Por Marcelo Costa
A certa altura de uma troca de cartas entre dois possíveis amantes, ela (aqui apresentada como Alya) pede: “Se quiser escrever, escreva, mas não sobre amor”. Ele, Victor, um escritor, aceita o desafio. E o resultado desta troca efusiva de cartas (reais e imaginárias) trouxe ao mundo o livro “Letters Not About Love”, que reúne a correspondência trocada (e inventada) entre o escritor russo Victor Shklovsky e a romancista franco-russa Elsa Triolet no início do século passado.

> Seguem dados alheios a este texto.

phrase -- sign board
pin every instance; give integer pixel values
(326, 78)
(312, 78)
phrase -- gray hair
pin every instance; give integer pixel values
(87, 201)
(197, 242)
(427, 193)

Shklovsky foi um dos principais teóricos do Formalismo Russo desenvolvendo o conceito de desfamiliarização em sua literatura. A técnica consiste em retirar um elemento de determinado contexto e fazer com que ele seja sentido a partir de sua falta. No caso da peça, o elemento a ser retirado é o amor, devido à citada proibição feita por Alya/Elsa. Apesar de aceitar a correspondência, a romancista proíbe que este lhe fale de amor. A partir daí, o amor estará presente em tudo, através de metáforas e alusões.
Victor aproveita que está proibido de falar de amor com Alya que amplifica o uso da metáfora abarcando em suas palavras sofridas não só a vileza da mulher que nega o seu amor verdadeiro e intenso, mas também a impossibilidade de voltar para sua pátria, a Rússia, a juventude e autoconfiança perdida, e a distância entre aquilo que ele (e nós) sonhava(mos) ser e, por fim, acabou (acabamos) nos tornando. Tudo está fora do lugar.
Nesta adaptação para o teatro de “Não Sobre Amor”, a Sutil Companhia buscou a simplicidade das peças de câmara, mais intimistas e aconchegantes. Quem deve ter tido trabalho para adaptar as idéias da peça em um caixote imaginário foi a cenógrafa Daniela Thomas, parceira da Companhia desde “Nostalgia” (2001). O resultado, porém, é nada menos que sublime. Assim que a peça começa, com as famosas projeções da Companhia, o cenário se torna um integrante importantíssimo da peça. E surpreende.
Assim como nas cartas de Shklovsky, tudo no palco está fora do lugar. A cama está armada na parede frontal. Disposta na parede direita, uma escravinha com máquina de escrever e cadeira. A janela está no teto. A porta está no alto da parede do lado direito. A lâmpada, no chão. É um impressionante caos visual que, amplificado pelas projeções (de texto e de imagens), fazem deste pequeno quarto amarelo um belíssimo ambiente para uma dolorida história de (des)amor, de solidão e de exílio.
Logo na primeira frase impressa na parede, uma constatação cruel: “Todas as palavras boas estão pálidas de exaustão. Flores, lua, olhos, lábios. Eu gostaria de escrever como se a literatura nunca tivesse existido. Eu não consigo; a ironia devora as palavras”. Se tivesse vivido em tempos de internet, Victor Shklovsky estaria ainda mais frustrado. Agora não só as boas palavras estão pálidas de exaustão, mas sim o dicionário todo e mais algumas novas. Banalização de adjetivos.
Ali pelo meio, Leonardo Medeiros (ótimo como Victor) se pega rindo quando confessa para Alya (Simone Spoladore também muito bem): “Estou escrevendo cartas para você e, ao mesmo tempo, estou escrevendo um livro. E o que está no livro e o que está na vida causou uma confusão incurável”. Desta confusão nasce uma belíssima peça de teatro que ainda abre espaço para citações de Maiakovski, Alexander Soljenitsin, Velimir Khliebnikov, Laurence Sterne, Paulo Leminski, entre muitos outros.
Em um dos momentos mais cruéis (e líricos) da peça, Alya (projetada na parede do quarto) responde a uma carta de seu apaixonado: “Pare de escrever o quanto, o quanto, o quanto, o quanto, o quanto você me ama, pois no terceiro quanto já estou pensando em outra coisa”. A noite cai. Para ele, “um estrangeiro é aquele cujo amor está em outro lugar”. Ela insiste que não quer ler sobre amor. Ele conta histórias de seu editor. É uma peça de amor – apesar do título – mas não só sobre amor. Basta olhar com cuidado.